• ARTICLES
• SUBSCRIBE
SEARCH

How Do You Calculate Processor Speed on Multi-core Processors?

The advent of economical consumer grade multi-core processors raises the question for many users: how do you effectively calculate the real speed of a multi-core system? Is a 4-core 3Ghz system really 12Ghz? Read on as we investigate.

Today’s Question & Answer session comes to us courtesy of SuperUser—a subdivision of Stack Exchange, a community-drive grouping of Q&A web sites.

The Question

SuperUser reader NReilingh was curious how to the processor speed for a multi-core system is actually calculated:

Is it correct to say, for example, that a processor with four cores each running at 3GHz is in fact a processor running at 12GHz?

I once got into a “Mac vs. PC” argument (which by the way is NOT the focus of this topic… that was back in middle school) with an acquaintance who insisted that Macs were only being advertised as 1Ghz machines because they were dual-processor G4s each running at 500MHz.

At the time I knew this to be hogwash for reasons I think are apparent to most people, but I just saw a comment on this website to the effect of “6 cores x 0.2GHz = 1.2Ghz” and that got me thinking again about whether there’s a real answer to this.

So, this is a more-or-less philosophical/deep technical question about the semantics of clock speed calculation. I see two possibilities:

1. Each core is in fact doing x calculations per second, thus the total number of calculations is x(cores).
2. Clock speed is rather a count of the number of cycles the processor goes through in the space of a second, so as long as all cores are running at the same speed, the speed of each clock cycle stays the same no matter how many cores exist. In other words, Hz = (core1Hz+core2Hz+…)/cores.
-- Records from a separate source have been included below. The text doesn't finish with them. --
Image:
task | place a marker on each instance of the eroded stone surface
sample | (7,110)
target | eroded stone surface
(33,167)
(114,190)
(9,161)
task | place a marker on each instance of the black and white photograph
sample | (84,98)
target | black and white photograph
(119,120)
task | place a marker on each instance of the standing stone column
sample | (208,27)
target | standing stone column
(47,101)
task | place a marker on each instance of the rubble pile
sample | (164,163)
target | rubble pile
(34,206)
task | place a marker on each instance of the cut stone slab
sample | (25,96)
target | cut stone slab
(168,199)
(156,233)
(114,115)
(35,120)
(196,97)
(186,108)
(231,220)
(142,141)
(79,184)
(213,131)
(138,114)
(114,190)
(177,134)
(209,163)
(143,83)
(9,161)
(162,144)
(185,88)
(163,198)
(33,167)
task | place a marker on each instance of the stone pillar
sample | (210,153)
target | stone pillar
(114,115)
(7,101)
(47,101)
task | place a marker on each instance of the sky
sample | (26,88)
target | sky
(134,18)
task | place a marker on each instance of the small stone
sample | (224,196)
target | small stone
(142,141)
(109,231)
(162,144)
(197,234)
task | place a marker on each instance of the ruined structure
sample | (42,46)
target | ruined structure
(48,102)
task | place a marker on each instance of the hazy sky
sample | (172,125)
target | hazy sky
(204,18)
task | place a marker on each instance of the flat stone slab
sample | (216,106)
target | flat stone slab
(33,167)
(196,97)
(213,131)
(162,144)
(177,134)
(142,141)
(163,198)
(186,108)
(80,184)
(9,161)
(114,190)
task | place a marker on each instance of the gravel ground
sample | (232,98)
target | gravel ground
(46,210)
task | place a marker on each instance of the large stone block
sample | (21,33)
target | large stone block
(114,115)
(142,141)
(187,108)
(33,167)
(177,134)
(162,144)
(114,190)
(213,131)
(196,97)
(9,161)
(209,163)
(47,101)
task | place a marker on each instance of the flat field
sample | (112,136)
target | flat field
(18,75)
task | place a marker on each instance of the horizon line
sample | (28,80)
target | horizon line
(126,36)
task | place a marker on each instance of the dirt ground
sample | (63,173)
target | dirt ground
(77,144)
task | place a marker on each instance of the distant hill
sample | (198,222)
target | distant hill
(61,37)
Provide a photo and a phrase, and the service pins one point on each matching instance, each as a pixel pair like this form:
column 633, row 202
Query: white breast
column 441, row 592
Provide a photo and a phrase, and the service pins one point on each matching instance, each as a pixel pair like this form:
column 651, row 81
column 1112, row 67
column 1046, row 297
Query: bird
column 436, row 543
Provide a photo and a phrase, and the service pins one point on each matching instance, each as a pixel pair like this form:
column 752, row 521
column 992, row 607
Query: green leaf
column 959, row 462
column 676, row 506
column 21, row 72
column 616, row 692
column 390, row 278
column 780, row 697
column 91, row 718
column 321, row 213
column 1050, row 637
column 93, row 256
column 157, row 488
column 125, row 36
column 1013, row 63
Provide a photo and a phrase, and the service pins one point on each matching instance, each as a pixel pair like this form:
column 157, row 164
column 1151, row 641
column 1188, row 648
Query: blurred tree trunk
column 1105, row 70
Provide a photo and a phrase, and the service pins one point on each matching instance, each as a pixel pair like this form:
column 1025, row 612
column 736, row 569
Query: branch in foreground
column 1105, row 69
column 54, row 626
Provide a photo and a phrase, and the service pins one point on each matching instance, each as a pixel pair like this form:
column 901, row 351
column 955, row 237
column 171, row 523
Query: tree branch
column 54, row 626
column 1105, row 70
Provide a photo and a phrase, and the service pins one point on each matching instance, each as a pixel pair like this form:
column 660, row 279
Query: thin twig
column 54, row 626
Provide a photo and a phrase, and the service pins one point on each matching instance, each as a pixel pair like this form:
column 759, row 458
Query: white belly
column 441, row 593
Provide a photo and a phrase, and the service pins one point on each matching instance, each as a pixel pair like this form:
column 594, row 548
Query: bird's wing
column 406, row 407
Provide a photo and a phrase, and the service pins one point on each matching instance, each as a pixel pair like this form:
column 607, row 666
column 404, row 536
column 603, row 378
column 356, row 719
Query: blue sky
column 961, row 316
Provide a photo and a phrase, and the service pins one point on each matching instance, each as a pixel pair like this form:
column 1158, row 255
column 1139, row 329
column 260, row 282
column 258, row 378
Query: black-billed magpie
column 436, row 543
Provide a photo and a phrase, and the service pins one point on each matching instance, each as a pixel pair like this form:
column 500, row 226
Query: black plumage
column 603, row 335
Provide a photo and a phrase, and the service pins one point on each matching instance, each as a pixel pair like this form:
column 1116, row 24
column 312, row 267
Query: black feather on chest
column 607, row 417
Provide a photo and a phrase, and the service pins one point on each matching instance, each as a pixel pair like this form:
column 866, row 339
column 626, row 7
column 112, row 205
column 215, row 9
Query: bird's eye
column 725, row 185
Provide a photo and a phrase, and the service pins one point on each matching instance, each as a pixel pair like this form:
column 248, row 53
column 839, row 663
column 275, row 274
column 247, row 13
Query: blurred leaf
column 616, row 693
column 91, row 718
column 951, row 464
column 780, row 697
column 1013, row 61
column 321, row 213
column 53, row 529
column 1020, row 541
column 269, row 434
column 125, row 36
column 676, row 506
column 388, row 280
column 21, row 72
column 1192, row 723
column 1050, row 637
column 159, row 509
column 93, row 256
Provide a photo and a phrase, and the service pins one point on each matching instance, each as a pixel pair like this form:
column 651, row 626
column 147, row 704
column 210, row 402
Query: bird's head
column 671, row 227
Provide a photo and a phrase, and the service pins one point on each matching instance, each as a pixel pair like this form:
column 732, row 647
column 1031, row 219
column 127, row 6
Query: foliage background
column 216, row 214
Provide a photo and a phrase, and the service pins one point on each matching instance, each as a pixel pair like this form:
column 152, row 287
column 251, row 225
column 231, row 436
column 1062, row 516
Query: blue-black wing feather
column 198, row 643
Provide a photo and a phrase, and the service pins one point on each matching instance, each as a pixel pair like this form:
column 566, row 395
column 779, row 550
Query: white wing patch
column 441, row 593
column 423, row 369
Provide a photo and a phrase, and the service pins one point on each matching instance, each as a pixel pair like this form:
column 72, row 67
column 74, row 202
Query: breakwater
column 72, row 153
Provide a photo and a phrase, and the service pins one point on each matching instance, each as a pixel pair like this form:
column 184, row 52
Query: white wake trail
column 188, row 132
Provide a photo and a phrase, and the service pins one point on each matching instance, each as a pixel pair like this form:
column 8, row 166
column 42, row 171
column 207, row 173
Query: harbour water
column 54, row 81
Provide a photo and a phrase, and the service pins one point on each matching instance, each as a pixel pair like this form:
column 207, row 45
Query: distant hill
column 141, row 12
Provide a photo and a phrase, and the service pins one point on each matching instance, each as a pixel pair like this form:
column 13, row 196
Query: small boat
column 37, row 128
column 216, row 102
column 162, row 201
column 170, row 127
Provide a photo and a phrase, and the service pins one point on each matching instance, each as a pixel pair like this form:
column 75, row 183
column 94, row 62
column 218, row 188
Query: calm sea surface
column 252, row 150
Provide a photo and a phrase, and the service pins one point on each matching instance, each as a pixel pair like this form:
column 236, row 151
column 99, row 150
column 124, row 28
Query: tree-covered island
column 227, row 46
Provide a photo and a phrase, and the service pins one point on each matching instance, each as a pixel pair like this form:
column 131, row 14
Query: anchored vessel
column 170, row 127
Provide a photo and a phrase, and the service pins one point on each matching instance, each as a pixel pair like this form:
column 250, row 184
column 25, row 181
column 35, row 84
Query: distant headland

So what is the appropriate way to denote the total clock speed and, more importantly, is it even possible to use single-core speed nomenclature on a multi-core system?

SuperUser contributors Mokubai helps clear things up. He writes:

The main reason why a quad-core 3GHz processor is never as fast as a 12GHz single core is to do with how the task running on that processor works, i.e. single-threaded or multi-threaded. Amdahl’s Law is important when considering the types of tasks you are running.

If you have a task that is inherently linear and has to be done precisely step-by-step such as (a grossly simple program)

``10: a = a + 1``
``20: goto 10 ``

Then the task depends highly on the result of the previous pass and cannot run multiple copies of itself without corrupting the value of `'a'` as each copy would be getting the value of `'a'` at different times and writing it back differently. This restricts the task to a single thread and thus the task can only ever be running on a single core at any given time, if it were to run on multiple cores then the synchronisation corruption would happen. This limits it to 1/2 of the cpu power of a dual core system, or 1/4 in a quad core system.

Now take a task such as:

``10: a = a + 1``
``20: b = b + 1``
``30: c = c + 1``
``40: d = d + 1``
``50: goto 10 ``

All of these lines are independent and could be split into 4 separate programs like the first and run at the same time, each one able to make effective use of the full power of one of the cores without any synchronisation problem, this is where Amdahl’s Law comes into it.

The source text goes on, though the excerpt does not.